PWMU.CO – Empat tahun yang lalu, tepatnya bulan Desember 2015, saya punya pengalaman menarik ketika berkunjung ke Singapura untuk suatu keperluan.
Sekitar pukul 4.00 PM, saya mendarat di Changi Airport Singapore. Karena belum shalat Ashar, saya segera mencari tempat shalat untuk mengerjakannya. Tidak begitu sulit, tempat shalat pun akhirnya saya temukan. Di depan tempat shalat tersebut saya menemukan tulisan yang menarik: “Multi-Religion Prayer Room”.
Sambil melepas sepatu saya terus membaca tulisan di bawahnya, ada lima poin dalam tulisan itu: 1). Passenger of Any Religion May Use This Room to Pray or Meditate. 2). Please Observe Solemness and Do Not Disturb other Users of The Prayer Room. 3). Kindly Remove your Footwear Before Entering and Place Them in The Shoe Rack Provided Inside the Room. 4). Do Not Leave Behind any Personal Items. 5). Please Keep the Prayer Room Clean.

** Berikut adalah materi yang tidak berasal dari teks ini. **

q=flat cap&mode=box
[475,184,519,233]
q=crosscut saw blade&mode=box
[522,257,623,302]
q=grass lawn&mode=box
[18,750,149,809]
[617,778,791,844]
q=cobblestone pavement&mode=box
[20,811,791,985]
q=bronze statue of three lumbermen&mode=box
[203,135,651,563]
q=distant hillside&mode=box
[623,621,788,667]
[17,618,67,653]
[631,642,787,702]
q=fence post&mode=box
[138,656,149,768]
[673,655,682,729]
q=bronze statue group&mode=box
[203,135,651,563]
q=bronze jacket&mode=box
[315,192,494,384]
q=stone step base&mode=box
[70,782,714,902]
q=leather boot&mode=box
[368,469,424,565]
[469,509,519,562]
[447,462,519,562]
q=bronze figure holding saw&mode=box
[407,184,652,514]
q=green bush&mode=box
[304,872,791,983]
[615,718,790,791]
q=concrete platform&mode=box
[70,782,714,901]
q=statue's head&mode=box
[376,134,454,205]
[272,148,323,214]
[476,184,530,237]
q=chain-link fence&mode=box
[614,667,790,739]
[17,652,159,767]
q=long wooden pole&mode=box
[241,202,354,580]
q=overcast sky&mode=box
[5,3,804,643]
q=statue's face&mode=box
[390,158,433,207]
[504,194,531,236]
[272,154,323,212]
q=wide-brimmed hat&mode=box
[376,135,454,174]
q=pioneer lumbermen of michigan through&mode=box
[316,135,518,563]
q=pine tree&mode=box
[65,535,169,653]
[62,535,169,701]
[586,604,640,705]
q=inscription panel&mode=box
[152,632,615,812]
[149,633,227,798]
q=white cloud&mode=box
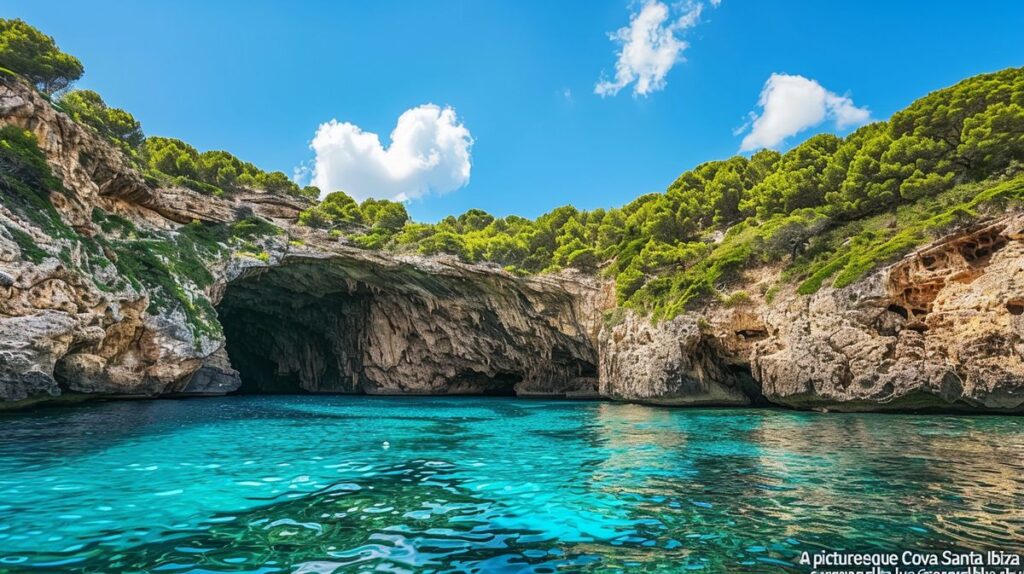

Dalam bahasa Indonesia, lima ketentuan itu berarti: 1). Penumpang dari berbagai macam agama boleh menggunakan ruangan ini untuk ibadah atau meditasi; 2). Beribadahlah dengan khidmat dan jangan mengganggu penganut agama lain yang sedang beribadah; 3). Mohon melepas alas kaki sebelum memasuki ruangan dan letakan di rak sepatu yang ada di dalam ruangan; 4). Jangan meninggalkan barang pribadi di dalam; dan 5). Jaga kebersihan ruangan.
Otak saya langsung teringat John Hick dengan Global Theology-nya dan Fritjhof Schuon dengan Transcendent Unity of Religion-ya. Wah, rupanya agama bukan hanya bersatu pada level transcendent tapi sudah aplikatif, agama juga bersatu pada level in-transcendent.
Saya tidak sabar untuk memasuki ruang itu. Pikiran saya sudah menerka-nerka, apakah di dalam akan ada sekat-sekat yang memisah antaragama dalam beribadah, ataukah tidak? Lantas bagaimana jika di samping kita ada umat Kristiani yang sedang beribadah dengan bernyanyi Haleluya; di samping lagi ada umat Budha dan Hindu beribadah dengan amitaba. Ah… saya harus segera masuk.
Ketika saya masuk, saya tidak mendapati sekat-sekat pemisah yang saya bayangkan tadi. Semua dalam satu ruangan tanpa sekat pemisah antaragama. Saya amati di setiap sudut ruangan, tidak saya jumpai penganut agama lain yang sedang beribadah, hanya ada tiga orang Islam yang sedang menunaikan shalat Ashar.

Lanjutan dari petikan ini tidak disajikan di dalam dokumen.